If the Republicans lose heavily in the Congressional elections this November, as all the polls indicate, it will be less because of Watergate than because of what has happened to our buying power under the Nixon Administration, and the significant part played by the high interest rate policy. The prime interest rate, which is the rate banks charge to their best customers, is now at an all-time high of 10 ½ percent, with some banks charging 11 percent. Other borrowers pay even higher rates.
High interest rates increase the cost of everything we buy, including homes, food and automobiles. Chances are that, if you buy a home today, high interest rates will about double the cost of your house. Congress would not dare, in an election year, to impose a direct tax on food, clothing or shelter. But high interest rates impose a stiff tax on these necessities of life. A similar tight money policy in 1970 caused massive Republican losses in the election that year.
Our Founding Fathers gave us a Constitution with specific, enforceable and interlocking checks and balances on the powers of the President, the Congress and the courts. However, there is a fourth branch of government which has no checks and balances; the Federal Reserve System. Many people think it is the most powerful branch of all.
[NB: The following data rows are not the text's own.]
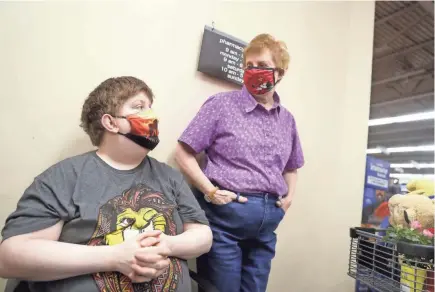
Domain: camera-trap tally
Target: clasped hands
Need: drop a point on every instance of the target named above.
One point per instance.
(143, 258)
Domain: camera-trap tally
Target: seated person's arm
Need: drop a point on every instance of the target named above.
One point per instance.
(193, 242)
(38, 256)
(197, 237)
(31, 251)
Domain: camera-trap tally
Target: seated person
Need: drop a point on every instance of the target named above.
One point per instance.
(113, 219)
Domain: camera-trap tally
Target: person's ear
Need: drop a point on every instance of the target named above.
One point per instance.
(109, 123)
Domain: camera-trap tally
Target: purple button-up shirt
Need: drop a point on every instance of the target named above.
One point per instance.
(248, 148)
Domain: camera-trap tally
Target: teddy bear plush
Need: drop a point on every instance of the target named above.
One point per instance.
(405, 209)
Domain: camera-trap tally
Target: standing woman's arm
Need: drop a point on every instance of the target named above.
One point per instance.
(186, 159)
(295, 161)
(198, 136)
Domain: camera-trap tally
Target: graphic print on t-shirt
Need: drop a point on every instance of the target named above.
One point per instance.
(137, 210)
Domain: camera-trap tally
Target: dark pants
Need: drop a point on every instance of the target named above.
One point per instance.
(243, 243)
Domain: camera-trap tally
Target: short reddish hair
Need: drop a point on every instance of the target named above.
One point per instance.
(108, 98)
(278, 49)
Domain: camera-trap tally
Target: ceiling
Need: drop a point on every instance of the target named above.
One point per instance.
(403, 81)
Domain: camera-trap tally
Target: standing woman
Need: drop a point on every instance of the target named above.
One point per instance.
(248, 181)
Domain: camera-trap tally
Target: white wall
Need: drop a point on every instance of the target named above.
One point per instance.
(53, 54)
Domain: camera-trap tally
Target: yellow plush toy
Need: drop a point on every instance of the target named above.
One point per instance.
(421, 187)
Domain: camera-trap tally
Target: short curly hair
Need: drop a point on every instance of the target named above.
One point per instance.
(108, 98)
(278, 49)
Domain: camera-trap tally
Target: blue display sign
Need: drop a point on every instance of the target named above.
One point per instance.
(377, 173)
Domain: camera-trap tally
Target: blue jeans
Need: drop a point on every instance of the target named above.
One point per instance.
(243, 243)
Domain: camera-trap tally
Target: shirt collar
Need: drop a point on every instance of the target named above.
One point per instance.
(249, 103)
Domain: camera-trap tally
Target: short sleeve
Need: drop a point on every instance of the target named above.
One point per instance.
(201, 131)
(296, 159)
(188, 206)
(44, 203)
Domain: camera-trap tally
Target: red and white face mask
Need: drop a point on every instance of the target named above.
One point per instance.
(258, 80)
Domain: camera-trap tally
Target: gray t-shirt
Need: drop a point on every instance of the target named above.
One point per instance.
(102, 206)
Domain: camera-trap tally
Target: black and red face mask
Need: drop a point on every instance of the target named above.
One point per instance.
(144, 129)
(259, 80)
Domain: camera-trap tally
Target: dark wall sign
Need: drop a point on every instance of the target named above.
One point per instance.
(221, 56)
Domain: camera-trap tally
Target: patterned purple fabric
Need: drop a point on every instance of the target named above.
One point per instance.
(248, 148)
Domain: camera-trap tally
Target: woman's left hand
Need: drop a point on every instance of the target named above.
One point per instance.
(286, 205)
(222, 197)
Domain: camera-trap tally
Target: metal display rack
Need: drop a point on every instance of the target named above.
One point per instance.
(389, 267)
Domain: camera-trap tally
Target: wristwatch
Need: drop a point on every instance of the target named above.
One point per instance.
(209, 196)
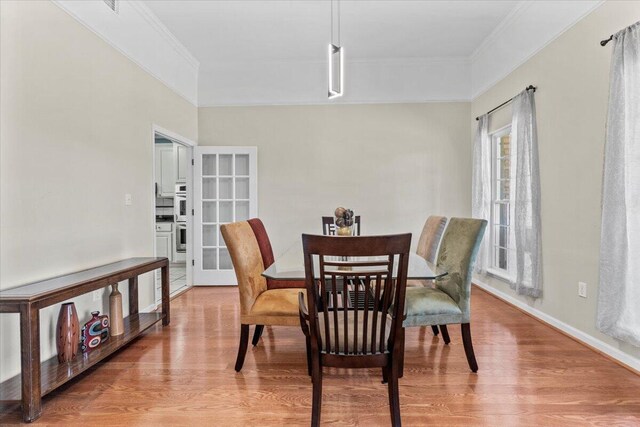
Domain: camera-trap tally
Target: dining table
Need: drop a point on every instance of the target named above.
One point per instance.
(290, 265)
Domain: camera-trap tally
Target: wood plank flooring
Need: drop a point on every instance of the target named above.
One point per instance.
(530, 375)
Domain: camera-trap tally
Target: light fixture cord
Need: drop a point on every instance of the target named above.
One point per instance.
(339, 42)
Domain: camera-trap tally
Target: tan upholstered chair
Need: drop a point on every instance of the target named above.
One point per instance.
(258, 305)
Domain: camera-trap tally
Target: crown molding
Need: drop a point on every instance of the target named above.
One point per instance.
(502, 32)
(497, 33)
(164, 32)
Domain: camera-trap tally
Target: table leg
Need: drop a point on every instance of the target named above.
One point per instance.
(133, 295)
(166, 315)
(30, 355)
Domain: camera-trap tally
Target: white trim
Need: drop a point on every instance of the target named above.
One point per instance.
(609, 350)
(172, 135)
(333, 102)
(499, 29)
(150, 308)
(500, 275)
(519, 10)
(158, 130)
(218, 276)
(164, 32)
(165, 58)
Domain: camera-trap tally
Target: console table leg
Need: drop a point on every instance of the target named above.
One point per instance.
(30, 355)
(166, 315)
(133, 295)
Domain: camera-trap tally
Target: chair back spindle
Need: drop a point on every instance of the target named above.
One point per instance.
(357, 293)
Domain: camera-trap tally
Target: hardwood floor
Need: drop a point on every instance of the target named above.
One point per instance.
(530, 375)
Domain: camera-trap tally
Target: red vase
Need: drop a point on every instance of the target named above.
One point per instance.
(67, 333)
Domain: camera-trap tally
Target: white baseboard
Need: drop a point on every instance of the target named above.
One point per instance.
(150, 308)
(614, 353)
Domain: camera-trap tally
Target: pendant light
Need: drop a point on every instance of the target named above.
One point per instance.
(336, 60)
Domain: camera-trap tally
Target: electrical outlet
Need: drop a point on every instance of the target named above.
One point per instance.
(582, 289)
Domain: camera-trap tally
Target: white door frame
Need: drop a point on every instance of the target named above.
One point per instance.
(222, 277)
(158, 130)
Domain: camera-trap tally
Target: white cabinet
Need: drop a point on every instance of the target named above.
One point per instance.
(164, 240)
(181, 162)
(165, 171)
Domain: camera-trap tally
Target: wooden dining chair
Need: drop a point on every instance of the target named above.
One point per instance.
(428, 248)
(362, 336)
(329, 226)
(449, 302)
(259, 305)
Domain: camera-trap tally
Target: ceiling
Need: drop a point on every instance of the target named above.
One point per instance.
(270, 52)
(248, 31)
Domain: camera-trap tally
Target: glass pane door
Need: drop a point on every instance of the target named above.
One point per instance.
(225, 192)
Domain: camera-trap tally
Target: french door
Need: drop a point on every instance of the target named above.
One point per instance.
(225, 190)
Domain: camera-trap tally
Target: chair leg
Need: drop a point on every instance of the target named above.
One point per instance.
(401, 358)
(316, 407)
(445, 334)
(468, 346)
(242, 348)
(308, 342)
(394, 394)
(257, 334)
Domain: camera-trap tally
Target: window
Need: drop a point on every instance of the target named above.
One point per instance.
(501, 185)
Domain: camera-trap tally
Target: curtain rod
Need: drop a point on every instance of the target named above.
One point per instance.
(530, 87)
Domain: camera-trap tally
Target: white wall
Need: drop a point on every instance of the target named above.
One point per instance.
(393, 164)
(572, 76)
(76, 135)
(305, 82)
(142, 37)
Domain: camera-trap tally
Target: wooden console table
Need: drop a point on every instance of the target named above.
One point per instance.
(38, 379)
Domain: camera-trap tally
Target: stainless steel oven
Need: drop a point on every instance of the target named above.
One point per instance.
(180, 203)
(181, 237)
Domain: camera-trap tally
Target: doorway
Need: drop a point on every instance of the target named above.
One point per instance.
(172, 208)
(225, 191)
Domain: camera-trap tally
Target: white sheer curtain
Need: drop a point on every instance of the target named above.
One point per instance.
(481, 187)
(525, 197)
(619, 292)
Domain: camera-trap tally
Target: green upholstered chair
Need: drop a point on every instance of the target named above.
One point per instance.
(428, 249)
(449, 302)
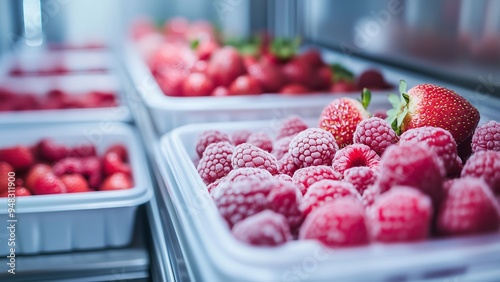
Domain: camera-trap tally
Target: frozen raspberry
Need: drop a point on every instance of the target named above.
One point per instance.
(247, 172)
(265, 228)
(439, 140)
(312, 147)
(291, 126)
(283, 177)
(487, 137)
(216, 161)
(286, 165)
(239, 200)
(67, 166)
(280, 147)
(414, 165)
(469, 208)
(402, 214)
(376, 133)
(240, 136)
(485, 165)
(285, 199)
(247, 155)
(355, 155)
(338, 223)
(305, 177)
(370, 195)
(361, 177)
(52, 151)
(324, 191)
(262, 140)
(208, 137)
(19, 157)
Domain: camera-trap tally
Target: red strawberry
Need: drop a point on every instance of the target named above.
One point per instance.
(469, 208)
(298, 71)
(342, 116)
(48, 183)
(431, 105)
(19, 157)
(117, 181)
(35, 172)
(225, 65)
(75, 183)
(112, 163)
(244, 85)
(197, 84)
(338, 223)
(52, 151)
(5, 169)
(269, 76)
(293, 89)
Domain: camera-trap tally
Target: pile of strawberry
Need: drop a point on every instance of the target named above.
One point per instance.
(49, 167)
(188, 59)
(357, 178)
(54, 99)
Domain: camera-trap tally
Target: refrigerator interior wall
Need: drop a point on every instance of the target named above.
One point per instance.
(458, 41)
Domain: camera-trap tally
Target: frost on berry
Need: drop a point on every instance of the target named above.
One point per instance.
(312, 147)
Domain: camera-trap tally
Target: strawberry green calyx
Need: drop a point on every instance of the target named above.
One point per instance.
(284, 48)
(397, 114)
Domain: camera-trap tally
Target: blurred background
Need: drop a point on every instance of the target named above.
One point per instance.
(453, 40)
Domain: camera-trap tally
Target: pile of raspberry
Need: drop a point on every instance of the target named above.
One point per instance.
(50, 167)
(296, 184)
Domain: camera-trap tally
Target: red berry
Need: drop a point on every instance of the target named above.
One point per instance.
(291, 126)
(469, 208)
(376, 133)
(312, 147)
(215, 162)
(240, 174)
(285, 199)
(338, 223)
(439, 140)
(112, 163)
(117, 181)
(247, 155)
(414, 165)
(48, 183)
(402, 214)
(485, 165)
(197, 84)
(487, 137)
(261, 140)
(323, 191)
(286, 165)
(341, 118)
(36, 171)
(75, 183)
(305, 177)
(52, 151)
(361, 177)
(265, 228)
(280, 147)
(355, 155)
(239, 200)
(208, 137)
(244, 85)
(67, 166)
(5, 169)
(240, 136)
(19, 157)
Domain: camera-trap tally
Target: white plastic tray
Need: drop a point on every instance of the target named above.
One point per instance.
(170, 112)
(79, 221)
(74, 85)
(219, 257)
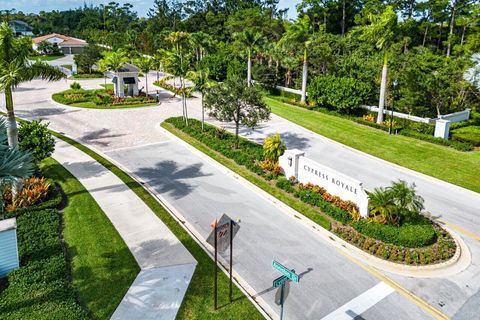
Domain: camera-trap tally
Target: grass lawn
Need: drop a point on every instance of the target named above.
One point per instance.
(102, 266)
(45, 58)
(198, 301)
(460, 168)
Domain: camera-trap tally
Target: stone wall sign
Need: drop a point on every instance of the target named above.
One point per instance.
(294, 163)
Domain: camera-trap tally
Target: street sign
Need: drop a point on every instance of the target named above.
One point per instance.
(279, 281)
(223, 233)
(280, 296)
(290, 274)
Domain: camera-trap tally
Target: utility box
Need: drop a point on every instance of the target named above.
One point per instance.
(8, 246)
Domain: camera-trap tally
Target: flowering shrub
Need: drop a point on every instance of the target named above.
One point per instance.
(34, 191)
(369, 118)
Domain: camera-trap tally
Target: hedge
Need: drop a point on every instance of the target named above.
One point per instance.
(40, 289)
(408, 235)
(470, 135)
(418, 235)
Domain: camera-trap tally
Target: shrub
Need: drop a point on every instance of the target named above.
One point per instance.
(75, 86)
(34, 191)
(460, 146)
(40, 288)
(408, 235)
(35, 137)
(273, 147)
(470, 135)
(341, 93)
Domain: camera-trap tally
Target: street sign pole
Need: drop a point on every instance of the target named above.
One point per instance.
(215, 285)
(281, 301)
(231, 260)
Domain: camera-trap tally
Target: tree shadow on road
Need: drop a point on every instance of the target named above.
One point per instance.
(167, 177)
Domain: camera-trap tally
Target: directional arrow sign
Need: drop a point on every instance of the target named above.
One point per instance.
(287, 272)
(279, 281)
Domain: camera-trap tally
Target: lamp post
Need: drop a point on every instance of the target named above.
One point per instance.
(395, 84)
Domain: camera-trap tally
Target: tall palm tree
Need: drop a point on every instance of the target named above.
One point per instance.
(251, 40)
(300, 33)
(16, 69)
(202, 84)
(178, 62)
(382, 206)
(113, 61)
(381, 32)
(15, 164)
(145, 64)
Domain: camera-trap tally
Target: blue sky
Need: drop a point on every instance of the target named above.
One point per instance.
(141, 6)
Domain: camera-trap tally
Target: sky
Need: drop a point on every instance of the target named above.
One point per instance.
(141, 6)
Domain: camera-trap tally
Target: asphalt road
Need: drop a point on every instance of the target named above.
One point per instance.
(194, 186)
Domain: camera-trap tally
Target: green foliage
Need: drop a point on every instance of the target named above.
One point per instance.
(408, 235)
(86, 59)
(273, 147)
(341, 93)
(234, 101)
(40, 289)
(469, 135)
(75, 86)
(35, 137)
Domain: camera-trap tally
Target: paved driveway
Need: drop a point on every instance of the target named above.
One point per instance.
(201, 192)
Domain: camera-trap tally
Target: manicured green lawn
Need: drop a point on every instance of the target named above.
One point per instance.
(460, 168)
(102, 266)
(45, 58)
(198, 301)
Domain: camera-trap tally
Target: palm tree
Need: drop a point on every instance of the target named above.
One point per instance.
(15, 164)
(381, 31)
(16, 69)
(145, 64)
(114, 61)
(202, 84)
(178, 62)
(250, 40)
(300, 33)
(406, 198)
(382, 206)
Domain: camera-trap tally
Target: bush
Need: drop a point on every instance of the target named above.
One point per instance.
(40, 288)
(460, 146)
(34, 191)
(35, 137)
(75, 86)
(273, 147)
(341, 93)
(407, 235)
(470, 135)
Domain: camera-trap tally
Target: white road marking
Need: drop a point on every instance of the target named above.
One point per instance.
(362, 303)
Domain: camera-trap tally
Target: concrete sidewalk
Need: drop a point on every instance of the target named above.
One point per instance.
(166, 265)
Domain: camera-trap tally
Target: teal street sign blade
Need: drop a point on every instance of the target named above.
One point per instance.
(279, 281)
(290, 274)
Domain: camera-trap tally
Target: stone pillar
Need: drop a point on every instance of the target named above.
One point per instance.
(289, 162)
(442, 128)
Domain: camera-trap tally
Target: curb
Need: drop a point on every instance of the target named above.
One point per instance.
(248, 291)
(460, 261)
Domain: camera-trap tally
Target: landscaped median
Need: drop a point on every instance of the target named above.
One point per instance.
(460, 168)
(99, 98)
(73, 263)
(198, 300)
(410, 239)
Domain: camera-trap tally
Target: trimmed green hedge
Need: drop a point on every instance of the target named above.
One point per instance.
(40, 289)
(408, 235)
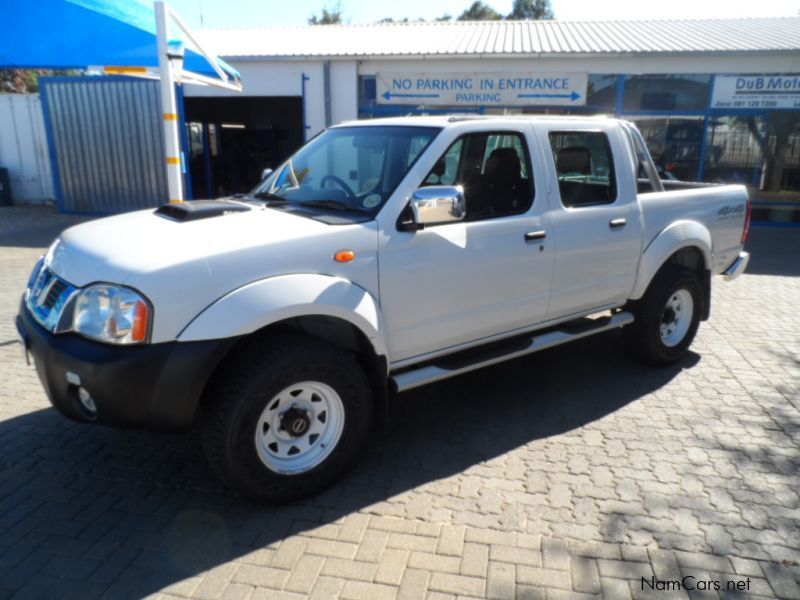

It issues our paper money, and it controls interest rates by setting the discount rate, which is the interest rate charged to banks which borrow from the Federal Reserve. The discount rate is now 8 percent, the highest in all our history.
The all-powerful Federal Reserve Board has never been audited and its deliberations are kept secret from theAmerican people.
Now that Congress has broken precedent by subpoenaing confidential White House tapes in order to find out who made the Watergate decisions and why, Congress should take similar action to subpoena those who made the decision to force high interest rates, and ask why.
Was it to prevent a run on the dollar by foreign holders of American dollars who think it is more advantageous to hold marks, francs, pounds, or yen? Or was it to make tight money cause a recession so the Democrats will win in November, just as tight money brought about a Democratic victory in 1970?
The Gerald Ford thesis that high interest rates can halt inflation should be debated, and the timing of the tight money policy to coincide with Congressional elections should be examined. It is long past time for Congress to investigate the Federal Reserve System and its extremely high interest rate policies.